Das sind bei einem Umsatz von 300 Millionen Euro nicht mal 0,6 Prozent. Das gehört zur Wahrheit, meine sehr geehrten Damen und Herren, auch dazu.
Und, Herr Koplin, Sie fordern Dinge, die längst normiert sind. Sie fordern die Ministerpräsidentin auf zu sagen, sie soll sich klar erklären, dass es keine Gewinnorientierung gibt. Lesen Sie bitte einfach in den Zielvereinbarungen des Landes nach! Dort in Ziffer 1 – ich kann es Ihnen nicht genau zitieren – steht genau das drin. Und, meine sehr geehrten Damen und Herren, wenn wir hier Dinge in den Raum werfen, dann, finde ich, müssen wir alle auch bei der Wahrheit bleiben.
Aber, meine sehr geehrten Damen und Herren, da gebe ich Herrn Koplin durchaus recht, er fordert Aufklärung. Dem komme ich auch gerne nach, weil ich glaube, dass es notwendig ist, dass wir aufklären, zumal, wenn man insbesondere die vergangenen Wochen Revue passieren lassen hat, denn dort hat sich sehr deutlich gezeigt, dass es einer Aufklärung – das hat Herr Koplin selber gesagt, und dem stimme ich auch zu –, einer Aufklärung über Begrifflichkeiten bedarf, mit denen wir nämlich in der Öffentlichkeit herumhantieren.
War es in der vergangenen Woche noch ein System von Boni, das mein Ministerium an der Unimedizin Rostock installiert haben soll, so sind es heute gewinnorientierte Sondervergütungen, die den Vorstandsmitgliedern dort winken.

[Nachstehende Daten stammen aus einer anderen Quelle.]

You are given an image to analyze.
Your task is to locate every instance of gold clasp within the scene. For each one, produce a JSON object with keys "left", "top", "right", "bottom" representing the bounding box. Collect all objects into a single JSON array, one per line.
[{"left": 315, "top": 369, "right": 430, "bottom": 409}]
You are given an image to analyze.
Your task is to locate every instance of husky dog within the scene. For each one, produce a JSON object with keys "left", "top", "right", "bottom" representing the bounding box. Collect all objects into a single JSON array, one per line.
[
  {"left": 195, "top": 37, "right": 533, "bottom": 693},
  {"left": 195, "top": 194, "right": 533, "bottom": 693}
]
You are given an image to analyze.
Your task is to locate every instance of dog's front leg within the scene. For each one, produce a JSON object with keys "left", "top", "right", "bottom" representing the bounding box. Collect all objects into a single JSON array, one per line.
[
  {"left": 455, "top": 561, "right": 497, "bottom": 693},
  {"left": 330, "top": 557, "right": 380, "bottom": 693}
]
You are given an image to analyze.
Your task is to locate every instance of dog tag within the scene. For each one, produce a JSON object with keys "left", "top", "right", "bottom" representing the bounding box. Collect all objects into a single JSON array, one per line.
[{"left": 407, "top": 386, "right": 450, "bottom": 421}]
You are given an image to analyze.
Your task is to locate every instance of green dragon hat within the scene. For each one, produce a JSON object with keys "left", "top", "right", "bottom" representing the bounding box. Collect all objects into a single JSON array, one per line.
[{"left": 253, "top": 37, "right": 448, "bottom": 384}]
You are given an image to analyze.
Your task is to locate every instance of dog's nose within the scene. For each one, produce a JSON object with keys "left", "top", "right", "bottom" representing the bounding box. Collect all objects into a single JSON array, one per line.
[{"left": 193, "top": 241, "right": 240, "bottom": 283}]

Beides, meine sehr geehrten Damen und Herren, gibt es nicht. Richtig ist, dass die Vorstände eine variable Vergütung bekommen. Das ist nicht etwa eine sprachliche Spitzfindigkeit, sondern das ist ein zentraler Unterschied, was Sie hier – vielleicht bewusst, vielleicht unbewusst – in den Raum stellen,
denn es sind nicht etwa Zusatz- oder Sonderzahlungen an ein bestimmtes Ziel gekoppelt, sondern es ist einfach die volle Auszahlung des vereinbarten Gehalts. Das ist ein Unterschied. Das heißt – ich erkläre das noch mal ganz deutlich –,
ein Vorstand bekommt nur dann seine 100 Prozent, wenn er festgeschriebene Ziele erreicht. Ansonsten werden ihm je nach Vertrag zwischen 75 und 90 Prozent ausgezahlt.
Meine sehr geehrten Damen und Herren, diese variable Vergütung haben wir uns nicht ausgedacht, sondern sie ist normiert in Paragraf 102 Landeshochschulgesetz. Dort heißt es: „Mit den hauptberuflichen Mitgliedern werden für die Dauer ihrer Amtszeit leistungsabhängige Dienstverträge geschlossen.“ Dabei sind zwei Dinge wichtig: Zum einen hat der Gesetzgeber, sprich der Landtag, diese Regelung beschlossen, zum anderen steht da – ich bitte einfach, sich auch immer noch mal deutlich die Begrifflichkeiten anzusehen – „leistungsabhängig“, nicht Boni und nicht irgendwelche anderen Begrifflichkeiten.